Testing a well pump

   / Testing a well pump #11  
With a control box you have a 3 wire pump.
Wires should be yellow, red and black
For 1/2 HP 110 volt readings are: B-Y1.3 ohms,R-Y 4.7 ohms, B-R 6 ohms.
For 1/2 HP 230 ............................ 5.2 ............19.6...............24.8

Since I have the charts, if this does not fit your specs, PM me with the HP and voltage and I'll fwd the info.

Good luck!
and PS all those submergables are run with Franklin Motors
And from your description you need a new tank. (probably not a pump, but maybe a control/resay box for the pump). Newer models use diode switching rather than mechanical relays that eat up the relay contacts.
 
   / Testing a well pump #12  
Elmer, As it is now the relay will click on and off steadily about few seconds . Also i should add this pump has seen way to many starts and stops. The air bladder in the tank has been without air for a few years. This is my sisters , and she refused to listen to me when I told her about the tank. ( thats another issue lol). So Ive Thanks again and keept he responces coming im learning

A new tank would have a place to hook up an air compressor or tire pump and add air to it if needed. Does you tank have that and if so, did you check the pressure in it with a tire gauge or try to add some air?

Wes
 
   / Testing a well pump
  • Thread Starter
#13  
OK< Well after allot of considerations and the overall age of the pump system. I decided to pull it out and replace with a two wire 220 colt unit.Well I got it opened up and put my removal tool down to the pitiless adapter, and pulled it upward.
It went nice and free for about 5 or 6 feet then jammed. I lowered a flashlight down and found that the static level was 25 feet. so still not sure just how deep it is but its jammed real tight. I couldn't even get it to move downward either.
My friend thinks that the anti torq rubber thingy moved and is holding it back.The next step is a tripod and yank it up wards with a come along. I'm a bit scared to do this but Ill have to . I hope the pump rips off and settles to the bottom.It is possible it just need that little bit more of pull Its difficult to get much leverage by hand standing over it.I have done a few pumps and never had this trouble, so I'm not sure if the pros have an occasional tough pull one like this. so thats where i am at this point. and suggestions or experiences are really appreciated.
 
   / Testing a well pump #14  
You need to repalce the pressure tank also. If the bladder is bad and there is no pressure difference. Then the pump runs against a tremendous load when a faucet is turned on and just a little water is being used. The thing is designed for the pump to be able to flo at near full capacity into the tank and then shut off. I would suspect the thing has been running against high pressure because the tank is bad when just one sink or commode is running. Guaranteed to burn the pump up.
 
   / Testing a well pump #15  
You need to stop right there. I say this for several reasons.

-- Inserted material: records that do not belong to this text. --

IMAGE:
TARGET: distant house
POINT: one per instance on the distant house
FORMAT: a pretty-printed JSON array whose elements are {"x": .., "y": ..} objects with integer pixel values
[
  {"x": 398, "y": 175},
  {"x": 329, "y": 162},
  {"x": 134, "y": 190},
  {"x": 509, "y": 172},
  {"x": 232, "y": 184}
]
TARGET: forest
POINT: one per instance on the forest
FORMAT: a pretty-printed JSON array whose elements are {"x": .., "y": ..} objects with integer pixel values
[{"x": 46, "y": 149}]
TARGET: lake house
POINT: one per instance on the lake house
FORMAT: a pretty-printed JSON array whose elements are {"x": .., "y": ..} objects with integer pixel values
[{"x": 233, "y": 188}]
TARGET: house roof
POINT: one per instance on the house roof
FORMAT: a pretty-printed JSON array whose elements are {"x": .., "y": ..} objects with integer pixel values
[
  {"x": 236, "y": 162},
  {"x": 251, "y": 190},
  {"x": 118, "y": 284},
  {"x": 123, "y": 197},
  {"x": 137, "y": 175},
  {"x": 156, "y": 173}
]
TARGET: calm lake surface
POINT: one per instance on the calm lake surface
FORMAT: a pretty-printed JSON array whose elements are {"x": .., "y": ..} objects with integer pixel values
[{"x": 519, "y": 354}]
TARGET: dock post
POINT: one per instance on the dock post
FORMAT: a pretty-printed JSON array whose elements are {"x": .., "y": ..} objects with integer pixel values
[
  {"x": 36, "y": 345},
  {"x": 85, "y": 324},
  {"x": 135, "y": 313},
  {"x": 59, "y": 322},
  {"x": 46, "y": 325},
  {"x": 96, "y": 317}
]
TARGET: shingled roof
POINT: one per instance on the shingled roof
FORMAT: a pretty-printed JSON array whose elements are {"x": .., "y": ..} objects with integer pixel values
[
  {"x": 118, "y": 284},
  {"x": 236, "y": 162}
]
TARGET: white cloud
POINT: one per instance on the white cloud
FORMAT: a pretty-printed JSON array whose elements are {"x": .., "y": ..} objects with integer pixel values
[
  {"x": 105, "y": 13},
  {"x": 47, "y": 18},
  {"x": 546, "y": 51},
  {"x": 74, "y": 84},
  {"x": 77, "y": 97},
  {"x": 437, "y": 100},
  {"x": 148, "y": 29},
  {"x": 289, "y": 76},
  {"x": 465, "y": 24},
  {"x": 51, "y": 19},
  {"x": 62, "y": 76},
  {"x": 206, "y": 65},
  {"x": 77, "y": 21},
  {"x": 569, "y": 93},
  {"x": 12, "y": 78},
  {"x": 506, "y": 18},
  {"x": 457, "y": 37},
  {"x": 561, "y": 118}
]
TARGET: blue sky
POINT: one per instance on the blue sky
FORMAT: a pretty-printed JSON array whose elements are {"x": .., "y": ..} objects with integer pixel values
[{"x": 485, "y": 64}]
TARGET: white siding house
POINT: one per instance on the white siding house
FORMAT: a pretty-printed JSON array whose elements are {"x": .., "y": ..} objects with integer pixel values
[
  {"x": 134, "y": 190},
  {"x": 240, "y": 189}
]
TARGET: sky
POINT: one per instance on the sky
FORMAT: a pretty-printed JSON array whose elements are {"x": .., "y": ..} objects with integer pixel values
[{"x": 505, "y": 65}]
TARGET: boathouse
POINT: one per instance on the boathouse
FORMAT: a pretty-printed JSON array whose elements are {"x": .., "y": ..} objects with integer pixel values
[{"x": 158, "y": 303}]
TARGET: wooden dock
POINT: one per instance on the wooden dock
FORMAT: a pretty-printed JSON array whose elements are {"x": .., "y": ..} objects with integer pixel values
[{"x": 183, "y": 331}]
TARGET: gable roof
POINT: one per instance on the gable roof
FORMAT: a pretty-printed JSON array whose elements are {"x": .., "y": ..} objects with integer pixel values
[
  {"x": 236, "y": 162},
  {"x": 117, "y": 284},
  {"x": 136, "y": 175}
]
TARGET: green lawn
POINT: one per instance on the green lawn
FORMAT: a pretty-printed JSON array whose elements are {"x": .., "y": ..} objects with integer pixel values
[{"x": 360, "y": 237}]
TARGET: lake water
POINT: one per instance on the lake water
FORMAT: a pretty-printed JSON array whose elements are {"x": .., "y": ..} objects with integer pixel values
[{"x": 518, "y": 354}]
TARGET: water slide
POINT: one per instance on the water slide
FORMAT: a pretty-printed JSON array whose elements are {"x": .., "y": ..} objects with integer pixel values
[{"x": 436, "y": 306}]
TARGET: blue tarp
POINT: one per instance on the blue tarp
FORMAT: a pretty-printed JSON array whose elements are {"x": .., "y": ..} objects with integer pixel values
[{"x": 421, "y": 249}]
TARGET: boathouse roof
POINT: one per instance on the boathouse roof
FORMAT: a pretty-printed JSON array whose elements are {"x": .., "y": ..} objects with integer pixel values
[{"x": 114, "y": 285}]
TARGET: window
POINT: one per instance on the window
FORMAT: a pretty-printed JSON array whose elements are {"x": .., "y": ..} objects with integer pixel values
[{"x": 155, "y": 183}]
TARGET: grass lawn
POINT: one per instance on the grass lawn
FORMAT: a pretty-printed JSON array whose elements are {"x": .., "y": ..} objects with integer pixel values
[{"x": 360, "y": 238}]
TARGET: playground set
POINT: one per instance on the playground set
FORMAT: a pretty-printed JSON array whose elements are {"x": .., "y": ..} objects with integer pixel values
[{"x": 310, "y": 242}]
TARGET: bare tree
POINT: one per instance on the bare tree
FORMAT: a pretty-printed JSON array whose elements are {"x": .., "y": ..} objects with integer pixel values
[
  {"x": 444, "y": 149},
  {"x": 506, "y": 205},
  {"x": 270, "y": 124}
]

First, your pump/motor might not be bad. Even though it was short cycled for too long that doesn't automatically mean that it is a bad pump. Your pressure switch may not be making good contact, or your control box might be the culprit. As you stated, a control box costs $60. If you don't know the HP of your pump you can put a 1-HP (common size) and it should run a 1 HP down to a 1/2 HP pump OK. You need to make sure that you have 230V (or 110V if it is a 100V pump) going to the box when the pressure switch is engaged. Look at the pressure switch/contacts and box. Smell them (make sure the power is off!). Sometimes you can smell a blown capacitor/relay etc. Franklin control boxes can be easily swapped because the lids are interchangable. Unbolt the lid and put the new lid in place. The guts are in the lid, the base only has connectors. Easily swapped.

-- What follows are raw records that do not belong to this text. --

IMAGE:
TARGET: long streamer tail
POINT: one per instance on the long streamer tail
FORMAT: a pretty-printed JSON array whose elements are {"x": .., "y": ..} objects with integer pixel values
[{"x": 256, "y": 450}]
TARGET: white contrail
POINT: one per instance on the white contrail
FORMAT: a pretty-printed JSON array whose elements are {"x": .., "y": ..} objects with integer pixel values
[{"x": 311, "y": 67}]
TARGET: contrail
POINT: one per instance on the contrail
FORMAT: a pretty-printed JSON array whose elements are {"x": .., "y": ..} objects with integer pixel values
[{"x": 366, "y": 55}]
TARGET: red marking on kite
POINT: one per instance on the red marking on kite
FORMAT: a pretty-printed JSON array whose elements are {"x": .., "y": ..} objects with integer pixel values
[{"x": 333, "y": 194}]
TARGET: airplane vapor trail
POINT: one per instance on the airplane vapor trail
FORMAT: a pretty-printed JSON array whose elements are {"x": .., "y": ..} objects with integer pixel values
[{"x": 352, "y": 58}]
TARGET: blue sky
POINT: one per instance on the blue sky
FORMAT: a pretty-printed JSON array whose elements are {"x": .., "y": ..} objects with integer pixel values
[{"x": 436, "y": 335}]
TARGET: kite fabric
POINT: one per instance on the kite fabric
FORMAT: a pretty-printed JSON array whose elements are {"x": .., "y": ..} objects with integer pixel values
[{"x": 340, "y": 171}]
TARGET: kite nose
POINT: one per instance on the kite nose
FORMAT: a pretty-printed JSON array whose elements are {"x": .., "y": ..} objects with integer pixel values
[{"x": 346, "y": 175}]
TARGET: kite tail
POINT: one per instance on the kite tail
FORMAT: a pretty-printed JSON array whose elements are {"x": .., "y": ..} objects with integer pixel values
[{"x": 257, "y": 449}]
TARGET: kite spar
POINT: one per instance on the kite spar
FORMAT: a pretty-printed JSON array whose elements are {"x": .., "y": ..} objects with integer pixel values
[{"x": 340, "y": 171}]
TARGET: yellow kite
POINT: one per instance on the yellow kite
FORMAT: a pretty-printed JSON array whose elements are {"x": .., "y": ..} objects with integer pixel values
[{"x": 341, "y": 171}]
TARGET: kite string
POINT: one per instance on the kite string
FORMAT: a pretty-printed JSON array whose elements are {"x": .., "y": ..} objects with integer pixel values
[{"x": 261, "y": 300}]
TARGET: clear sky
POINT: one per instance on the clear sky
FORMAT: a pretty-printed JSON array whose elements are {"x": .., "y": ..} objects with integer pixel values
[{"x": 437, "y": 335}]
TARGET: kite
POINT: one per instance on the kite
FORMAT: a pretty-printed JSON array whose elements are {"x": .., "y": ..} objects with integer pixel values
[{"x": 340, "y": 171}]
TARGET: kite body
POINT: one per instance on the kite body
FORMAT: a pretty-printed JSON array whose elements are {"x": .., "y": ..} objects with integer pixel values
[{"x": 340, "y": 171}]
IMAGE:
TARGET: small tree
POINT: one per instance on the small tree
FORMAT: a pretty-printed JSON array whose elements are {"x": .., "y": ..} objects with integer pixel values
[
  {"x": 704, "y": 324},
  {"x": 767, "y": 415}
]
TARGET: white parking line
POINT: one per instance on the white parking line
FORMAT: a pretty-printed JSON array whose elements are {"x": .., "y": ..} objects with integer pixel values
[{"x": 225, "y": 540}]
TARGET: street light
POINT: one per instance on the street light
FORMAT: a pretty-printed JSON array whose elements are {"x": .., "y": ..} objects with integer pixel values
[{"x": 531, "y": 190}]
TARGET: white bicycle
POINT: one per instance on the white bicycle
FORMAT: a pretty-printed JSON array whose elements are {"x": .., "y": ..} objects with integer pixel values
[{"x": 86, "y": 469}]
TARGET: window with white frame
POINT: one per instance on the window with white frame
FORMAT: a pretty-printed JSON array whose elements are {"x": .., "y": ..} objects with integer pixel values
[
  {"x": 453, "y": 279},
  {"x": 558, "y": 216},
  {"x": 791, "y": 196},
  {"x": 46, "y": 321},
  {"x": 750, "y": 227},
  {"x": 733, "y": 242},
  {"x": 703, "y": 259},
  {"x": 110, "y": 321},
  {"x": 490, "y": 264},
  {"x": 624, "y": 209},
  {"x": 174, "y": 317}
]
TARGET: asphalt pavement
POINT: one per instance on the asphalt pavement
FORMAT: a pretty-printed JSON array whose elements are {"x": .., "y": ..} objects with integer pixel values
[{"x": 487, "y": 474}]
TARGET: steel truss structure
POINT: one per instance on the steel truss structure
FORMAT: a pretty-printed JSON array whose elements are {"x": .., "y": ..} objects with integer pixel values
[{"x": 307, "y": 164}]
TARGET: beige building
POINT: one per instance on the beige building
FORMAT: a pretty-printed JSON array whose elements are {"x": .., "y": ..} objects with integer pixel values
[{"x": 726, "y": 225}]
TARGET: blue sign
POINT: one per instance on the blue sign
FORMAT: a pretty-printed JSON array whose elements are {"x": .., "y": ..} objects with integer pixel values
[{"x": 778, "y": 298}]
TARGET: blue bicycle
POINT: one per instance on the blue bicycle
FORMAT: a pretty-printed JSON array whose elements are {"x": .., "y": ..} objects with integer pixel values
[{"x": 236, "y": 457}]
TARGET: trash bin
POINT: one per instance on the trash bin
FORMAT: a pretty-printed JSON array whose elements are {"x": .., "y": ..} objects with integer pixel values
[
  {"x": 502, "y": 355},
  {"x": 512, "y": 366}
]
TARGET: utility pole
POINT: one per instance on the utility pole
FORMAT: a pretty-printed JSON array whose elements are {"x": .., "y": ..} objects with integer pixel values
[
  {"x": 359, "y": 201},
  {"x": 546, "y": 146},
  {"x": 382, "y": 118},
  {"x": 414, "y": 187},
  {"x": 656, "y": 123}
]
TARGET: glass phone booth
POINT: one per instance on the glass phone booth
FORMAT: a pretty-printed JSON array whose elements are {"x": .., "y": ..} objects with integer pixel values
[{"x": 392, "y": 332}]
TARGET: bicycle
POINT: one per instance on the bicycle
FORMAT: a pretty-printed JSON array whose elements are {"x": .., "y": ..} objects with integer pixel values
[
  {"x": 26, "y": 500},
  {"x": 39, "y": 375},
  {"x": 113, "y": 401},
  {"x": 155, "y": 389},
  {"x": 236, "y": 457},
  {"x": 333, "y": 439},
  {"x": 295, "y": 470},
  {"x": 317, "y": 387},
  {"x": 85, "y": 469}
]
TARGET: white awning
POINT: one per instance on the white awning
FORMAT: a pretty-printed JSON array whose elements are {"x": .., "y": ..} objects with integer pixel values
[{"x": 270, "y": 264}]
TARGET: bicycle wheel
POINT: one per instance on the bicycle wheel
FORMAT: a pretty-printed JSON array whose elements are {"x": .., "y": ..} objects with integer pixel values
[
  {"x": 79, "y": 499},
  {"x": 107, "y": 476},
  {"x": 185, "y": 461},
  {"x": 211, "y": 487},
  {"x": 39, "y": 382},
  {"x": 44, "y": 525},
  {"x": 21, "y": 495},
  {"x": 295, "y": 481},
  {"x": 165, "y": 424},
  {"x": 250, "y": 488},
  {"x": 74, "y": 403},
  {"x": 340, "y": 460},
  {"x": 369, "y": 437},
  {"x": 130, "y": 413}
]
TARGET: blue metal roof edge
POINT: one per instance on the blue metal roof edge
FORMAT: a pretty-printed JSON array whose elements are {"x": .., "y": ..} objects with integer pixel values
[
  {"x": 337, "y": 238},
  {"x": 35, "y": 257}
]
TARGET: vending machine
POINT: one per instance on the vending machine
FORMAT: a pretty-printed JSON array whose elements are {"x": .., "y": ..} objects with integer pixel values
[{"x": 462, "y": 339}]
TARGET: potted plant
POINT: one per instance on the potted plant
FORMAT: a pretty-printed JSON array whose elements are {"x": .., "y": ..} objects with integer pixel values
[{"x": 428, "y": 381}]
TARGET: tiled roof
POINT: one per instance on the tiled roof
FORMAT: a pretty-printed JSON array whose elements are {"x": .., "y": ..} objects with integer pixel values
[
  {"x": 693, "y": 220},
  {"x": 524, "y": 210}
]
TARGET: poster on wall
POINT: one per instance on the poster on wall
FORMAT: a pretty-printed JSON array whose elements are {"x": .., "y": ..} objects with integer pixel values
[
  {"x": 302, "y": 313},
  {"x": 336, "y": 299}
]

Second, if there is a problem with the pump/motor, it will have to be changed out. There is no problem with pulling your own submersible pump but a stuck pump is a serious problem. Your local water well repairman may know something you don't know about getting the pump out. Is there a pitless adapter? What kind of hardware is attached to the line etc? You may need to go down with the pump in order to get it unstuck. If it is hung on plastic it might be a tricky proposition to get it unstuck.

A pump stuck in a well might be a big enough problem to have to have a new well drilled unless it can either be fished or forced all the way down. If you make the problem worse you will only end up spending more money to make it right.
 
   / Testing a well pump
  • Thread Starter
#16  
thanks everyone for the insight
It turned out to have just needed a harder pull to remove it. and I found the motor to be locked up. so replaced the whole pump.